Хотя подобные наблюдения убедительно показывают что обучение не играет здесь никакой роли, наследование столь сложных и целенаправленных форм поведения настолько отличается от всего известного нам, людям, по собственному опыту, что очень трудно отказаться от мысли об участии в таком процессе разума. Поэтому мы не должны игнорировать имеющиеся по этому вопросу данные. Вернемся к птице-термометру, которая, выйдя из яйца, производит именно такие движения, какие нужны для того, чтобы выбраться на поверхность кучи, а затем переходит к движениям иного типа, в результате которых попадает под защиту тени. Если птенца, вылезшего на поверхность, снова зарыть в кучу, он окажется совершенно неспособным выбраться оттуда еще раз и будет безуспешно копошиться там, пока не погибнет. При этом он будет производить те движения, которые нужны, чтобы добежать до тени, а не те, с помощью которых он вылез бы на поверхность. Точно так же можно убедиться в полном автоматизме действий гусеницы, вьющей поражающий нас своим совершенством кокон: если прервать ее работу в середине и незаконченный кокон удалить, гусеница не начнет еще раз сначала, а выполнит лишь оставшуюся часть работы, хотя изготовленная таким образом половинка кокона совершенно бесполезна для защиты. Осьминог, с такой «сообразительностью» строящий каменную стену, за которой он может сидеть, оставаясь невидимым, будет столь же энергично возводить ее из прозрачных кусков стекла, если этот материал окажется «под рукой».
В свете современных знаний единственно возможный вывод состоит в том, что эти специфические и детально разработанные формы поведения являются врожденными. Подробная схема межнейронных связей в головном мозгу животного определяется в процессе эмбрионального развития того же рода силами, что и те, которые определяют форму его тела, цвет кожи или перьев и миллионы других деталей, предусмотренных «проектом» его физической конструкции; и программируемые при этом формы поведения не менее характерны для вида, чем такие явно физические признаки, как размеры, форма и окраска.

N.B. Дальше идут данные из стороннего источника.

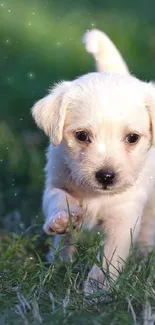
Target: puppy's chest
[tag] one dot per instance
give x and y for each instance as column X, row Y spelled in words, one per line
column 97, row 212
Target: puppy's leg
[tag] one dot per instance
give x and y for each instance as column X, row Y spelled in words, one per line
column 116, row 251
column 107, row 56
column 146, row 237
column 55, row 208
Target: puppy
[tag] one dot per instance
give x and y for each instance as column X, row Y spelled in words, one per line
column 101, row 157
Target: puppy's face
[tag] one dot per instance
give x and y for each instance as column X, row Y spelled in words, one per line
column 107, row 131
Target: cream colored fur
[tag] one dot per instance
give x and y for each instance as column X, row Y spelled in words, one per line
column 109, row 106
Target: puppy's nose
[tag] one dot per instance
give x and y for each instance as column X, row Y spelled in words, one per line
column 105, row 177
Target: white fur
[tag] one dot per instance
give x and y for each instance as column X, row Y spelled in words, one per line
column 105, row 53
column 109, row 106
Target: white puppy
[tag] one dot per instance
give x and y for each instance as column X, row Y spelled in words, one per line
column 101, row 158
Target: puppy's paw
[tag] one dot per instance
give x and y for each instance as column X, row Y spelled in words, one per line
column 59, row 223
column 95, row 281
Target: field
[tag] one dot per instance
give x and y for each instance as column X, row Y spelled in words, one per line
column 41, row 43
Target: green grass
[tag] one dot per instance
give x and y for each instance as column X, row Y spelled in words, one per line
column 35, row 292
column 41, row 44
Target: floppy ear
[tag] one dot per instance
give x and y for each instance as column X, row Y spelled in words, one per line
column 50, row 112
column 151, row 109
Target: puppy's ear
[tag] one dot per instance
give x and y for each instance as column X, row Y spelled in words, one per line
column 150, row 103
column 50, row 112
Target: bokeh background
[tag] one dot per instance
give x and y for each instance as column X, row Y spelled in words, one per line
column 41, row 43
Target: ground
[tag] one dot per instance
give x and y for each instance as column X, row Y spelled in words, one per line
column 35, row 292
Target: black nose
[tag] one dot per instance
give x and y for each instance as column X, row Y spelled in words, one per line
column 105, row 177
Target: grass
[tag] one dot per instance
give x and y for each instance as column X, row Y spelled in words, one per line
column 35, row 292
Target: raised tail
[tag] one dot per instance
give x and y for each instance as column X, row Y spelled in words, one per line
column 105, row 53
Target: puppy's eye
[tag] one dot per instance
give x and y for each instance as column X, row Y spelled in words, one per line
column 82, row 136
column 132, row 138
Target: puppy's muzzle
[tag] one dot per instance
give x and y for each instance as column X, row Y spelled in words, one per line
column 105, row 177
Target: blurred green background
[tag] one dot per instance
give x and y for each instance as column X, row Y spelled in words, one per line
column 41, row 43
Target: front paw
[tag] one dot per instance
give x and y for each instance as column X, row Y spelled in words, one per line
column 59, row 223
column 95, row 281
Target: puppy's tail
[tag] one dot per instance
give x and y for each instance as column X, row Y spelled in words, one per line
column 107, row 56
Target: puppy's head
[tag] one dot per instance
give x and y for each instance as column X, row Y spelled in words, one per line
column 107, row 125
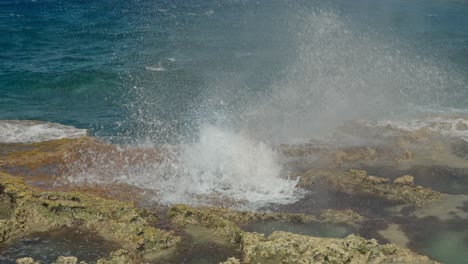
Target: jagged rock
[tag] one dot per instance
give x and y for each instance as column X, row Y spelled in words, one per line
column 461, row 126
column 357, row 181
column 340, row 216
column 66, row 260
column 120, row 256
column 117, row 221
column 231, row 261
column 355, row 154
column 407, row 155
column 26, row 261
column 283, row 247
column 222, row 227
column 404, row 180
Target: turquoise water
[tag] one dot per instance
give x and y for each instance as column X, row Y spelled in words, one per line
column 158, row 69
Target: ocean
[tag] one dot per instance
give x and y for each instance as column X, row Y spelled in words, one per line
column 158, row 70
column 227, row 84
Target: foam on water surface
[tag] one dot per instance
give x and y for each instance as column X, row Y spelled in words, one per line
column 26, row 131
column 220, row 167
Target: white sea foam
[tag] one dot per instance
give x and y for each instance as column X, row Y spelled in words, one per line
column 447, row 125
column 155, row 68
column 220, row 167
column 26, row 131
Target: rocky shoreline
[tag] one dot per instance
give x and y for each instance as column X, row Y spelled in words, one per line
column 31, row 200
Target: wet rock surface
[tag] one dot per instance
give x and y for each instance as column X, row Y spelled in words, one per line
column 388, row 190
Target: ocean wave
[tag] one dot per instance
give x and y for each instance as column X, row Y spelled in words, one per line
column 28, row 131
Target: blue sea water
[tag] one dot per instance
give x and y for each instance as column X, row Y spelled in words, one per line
column 119, row 68
column 278, row 71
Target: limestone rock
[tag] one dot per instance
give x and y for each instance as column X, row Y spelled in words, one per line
column 461, row 126
column 231, row 261
column 404, row 180
column 26, row 261
column 66, row 260
column 357, row 181
column 120, row 256
column 283, row 247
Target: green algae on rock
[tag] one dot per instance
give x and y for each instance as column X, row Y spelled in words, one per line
column 357, row 181
column 117, row 221
column 283, row 247
column 222, row 227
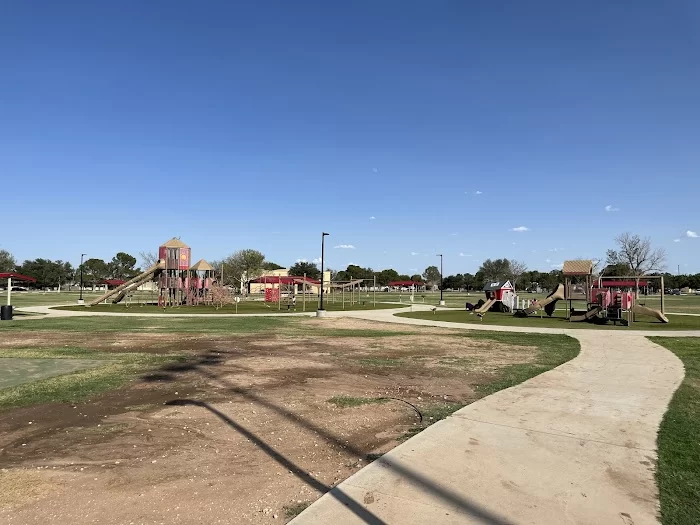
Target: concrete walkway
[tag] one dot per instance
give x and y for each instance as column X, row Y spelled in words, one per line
column 575, row 445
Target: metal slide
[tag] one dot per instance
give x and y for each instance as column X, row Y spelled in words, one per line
column 587, row 315
column 643, row 310
column 485, row 307
column 141, row 277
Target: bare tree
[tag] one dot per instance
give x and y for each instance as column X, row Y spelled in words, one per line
column 638, row 254
column 515, row 271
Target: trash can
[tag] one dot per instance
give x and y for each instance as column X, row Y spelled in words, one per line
column 6, row 312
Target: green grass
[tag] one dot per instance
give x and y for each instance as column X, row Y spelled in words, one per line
column 678, row 322
column 149, row 324
column 350, row 401
column 116, row 370
column 678, row 470
column 244, row 307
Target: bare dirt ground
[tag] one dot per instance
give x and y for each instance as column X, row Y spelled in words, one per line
column 240, row 433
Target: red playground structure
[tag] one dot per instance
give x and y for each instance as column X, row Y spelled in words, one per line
column 178, row 282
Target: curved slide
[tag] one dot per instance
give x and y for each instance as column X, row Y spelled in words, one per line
column 643, row 310
column 485, row 307
column 140, row 278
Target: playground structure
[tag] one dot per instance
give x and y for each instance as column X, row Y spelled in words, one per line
column 610, row 301
column 178, row 282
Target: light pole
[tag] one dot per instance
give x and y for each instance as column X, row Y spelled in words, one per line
column 442, row 301
column 321, row 312
column 81, row 301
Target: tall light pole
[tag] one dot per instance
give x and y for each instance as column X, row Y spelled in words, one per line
column 321, row 312
column 442, row 301
column 80, row 301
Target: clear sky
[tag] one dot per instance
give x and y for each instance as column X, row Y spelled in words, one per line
column 402, row 128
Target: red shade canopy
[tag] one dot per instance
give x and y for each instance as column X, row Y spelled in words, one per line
column 17, row 276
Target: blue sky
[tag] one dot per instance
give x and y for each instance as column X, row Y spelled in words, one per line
column 403, row 128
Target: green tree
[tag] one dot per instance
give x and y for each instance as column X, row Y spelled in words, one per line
column 495, row 270
column 95, row 270
column 303, row 267
column 7, row 262
column 431, row 275
column 122, row 266
column 48, row 273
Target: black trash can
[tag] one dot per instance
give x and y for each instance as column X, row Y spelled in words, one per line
column 6, row 312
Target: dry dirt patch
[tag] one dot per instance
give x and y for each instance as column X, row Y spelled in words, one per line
column 237, row 433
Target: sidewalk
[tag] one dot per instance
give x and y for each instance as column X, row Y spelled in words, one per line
column 574, row 445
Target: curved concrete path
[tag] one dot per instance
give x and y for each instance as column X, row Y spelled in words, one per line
column 575, row 445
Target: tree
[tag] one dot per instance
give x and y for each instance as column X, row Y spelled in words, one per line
column 47, row 273
column 431, row 275
column 7, row 262
column 498, row 270
column 122, row 266
column 638, row 254
column 243, row 266
column 516, row 270
column 95, row 270
column 303, row 267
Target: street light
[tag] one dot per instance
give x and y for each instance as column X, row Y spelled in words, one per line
column 80, row 301
column 442, row 301
column 321, row 312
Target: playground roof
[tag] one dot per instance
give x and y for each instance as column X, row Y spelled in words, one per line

«Разум» насекомых: программы, последовательно приводимые в действие
Особенно трудно объяснить на основе нашей гипотезы необычайно сложные формы поведения, наблюдаемые у некоторых насекомых, например у муравьев, термитов, пчел и ос. В течение многих лет они поражали человека. Он усматривал в организованном поведении этих насекомых большое сходство с сознательными действиями, свойственными людям. Посмотрим, выдерживает ли эта интерпретация критический анализ, или же наше представление о врожденных, фиксированных нейронных схемах и здесь лучше согласуется с фактами.
Рассмотрим, например, поведение одиночных ос. Когда приходит время откладывать яйца, оса Sphex роет норку и отыскивает сверчка, которого она жалит таким образом, чтобы парализовать его, но не убить. Она втаскивает сверчка в норку, а затем улетает и больше не возвращается. Через определенное время из отложенных яиц вылупляются личинки: они питаются тканями парализованного сверчка, который не разложился, так как оса использовала свой яд с той же «целью», с какой мы пользуемся холодильником. Столь четко организованная и на первый взгляд целенаправленная процедура невольно вызывает у нас представление о логике и рассудительности, пока мы не исследуем ее более подробно. Тогда мы узнаем, например, что оса приносит парализованною сверчка к норке, оставляет его у входа, заходит внутрь, чтобы убедиться, что там все в порядке, вновь выходит и затем втаскивает сверчка. Если за то время, пока оса производит предварительный осмотр норки, отодвинуть сверчка на несколько дюймов, то оса, выйдя из норки, снова подтащит его к входу, но не внутрь, и еще раз повторит подготовительную процедуру — зайдет в норку, чтобы проверить, все ли в порядке. Если в это время еще раз отодвинуть сверчка, она снова подтащит его к входу и опять вернется в норку для окончательной проверки. Ей никогда не «придет в голову» сразу втащить сверчка внутрь. В одном опыте эту процедуру повторяли 40 раз с одним и тем же результатом.